3. Third quarters at home: Whatever the halftime message is in home games, Nuggets coach Michael Malone might just want to record it and play it back every night. In third quarters at the Pepsi Center, his team has outscored opponents an average of 28.0-25.3, is shooting 50.2 percent from the field, and collects assists on 70 percent of their 10.6 field goal makes. Defensively, the Nuggets are active with 2.2 steals and 1.3 blocks. And every time they’ve had a lead at the end of the period they’ve gone on to win the game. The Nuggets are 6-0 in those situations at the Pepsi Center. They are 8-2 overall in home games this season.
4. Emmanuel Mudiay keeping his dribble on baseline drives: And you thought this was going to be about his shooting, which, incidentally, has been the best of his career both from the field (40.6 percent thus far) and from the 3-point line (42 percent). His play off the bench has been vital in a few early-season wins. But this is about Mudiay making sure he’s a constant threat with the basketball. On drives that lead him toward the baseline, he’s largely eliminated jumping in the air with nowhere to pass. Now, he’s keeping his dribble alive all the way past the basket, curling back into the lane and finding teammates or an open look at the rim for himself. It has made him more of a threat, kept the pressure on the defense, and is a simple play that has resulted in points on many occasions.
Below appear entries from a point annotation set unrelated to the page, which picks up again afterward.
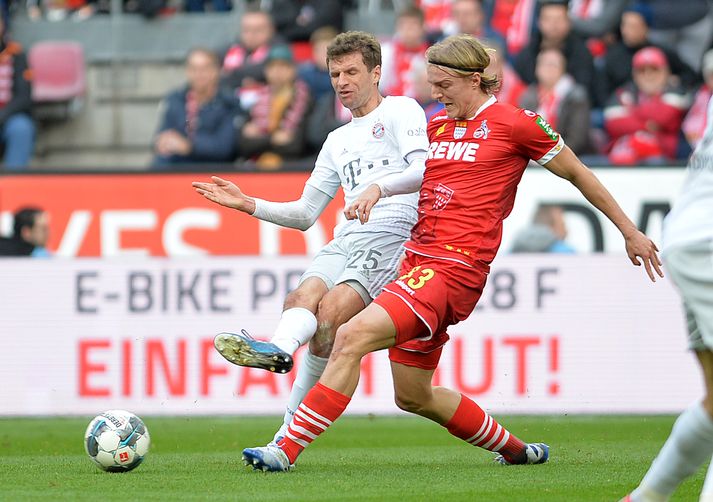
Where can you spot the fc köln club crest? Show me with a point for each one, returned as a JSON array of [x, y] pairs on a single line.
[[482, 131], [459, 131], [443, 196]]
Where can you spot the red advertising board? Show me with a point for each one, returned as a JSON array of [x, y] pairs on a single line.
[[160, 214]]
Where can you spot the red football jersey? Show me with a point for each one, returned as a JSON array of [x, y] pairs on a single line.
[[472, 171]]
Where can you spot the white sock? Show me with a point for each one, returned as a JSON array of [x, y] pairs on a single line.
[[707, 491], [687, 447], [311, 368], [297, 325]]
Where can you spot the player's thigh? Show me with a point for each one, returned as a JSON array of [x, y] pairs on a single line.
[[412, 386], [327, 265], [372, 261], [691, 268]]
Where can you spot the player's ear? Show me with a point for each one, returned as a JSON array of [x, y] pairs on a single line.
[[475, 80]]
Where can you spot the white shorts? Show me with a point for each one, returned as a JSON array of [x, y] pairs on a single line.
[[365, 261], [691, 268]]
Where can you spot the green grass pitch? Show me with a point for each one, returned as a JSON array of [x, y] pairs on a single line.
[[359, 458]]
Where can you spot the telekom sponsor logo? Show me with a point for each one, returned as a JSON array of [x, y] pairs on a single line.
[[453, 150]]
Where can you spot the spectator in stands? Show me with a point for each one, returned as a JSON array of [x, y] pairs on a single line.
[[561, 101], [215, 5], [16, 125], [547, 233], [399, 54], [644, 118], [422, 89], [30, 234], [79, 10], [199, 121], [695, 122], [244, 61], [513, 20], [634, 28], [511, 87], [275, 130], [468, 17], [315, 73], [596, 19], [686, 26], [296, 20], [555, 31]]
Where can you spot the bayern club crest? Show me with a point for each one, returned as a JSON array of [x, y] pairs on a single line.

Active hands: Being more aggressive on defense is one thing. Validating the extra activity by getting hands on basketballs is another. The Nuggets are among the league leaders in deflections per game, collecting 14.7 per night. And what that’s doing, even if the Nuggets don’t get the steal on a deflection, is throwing the opposing offense off rhythm, off schedule, and in late shot clock situations, making them have to scramble just to get a decent shot off. Gary Harris and Nikola Jokić are among the best on the team at deflecting passes, and in some cases getting the steal. All of this has boosted the team’s effectiveness in pick-and-roll defense, but the Nuggets’ added activity and energized hands this season has been key to an overall improved defense.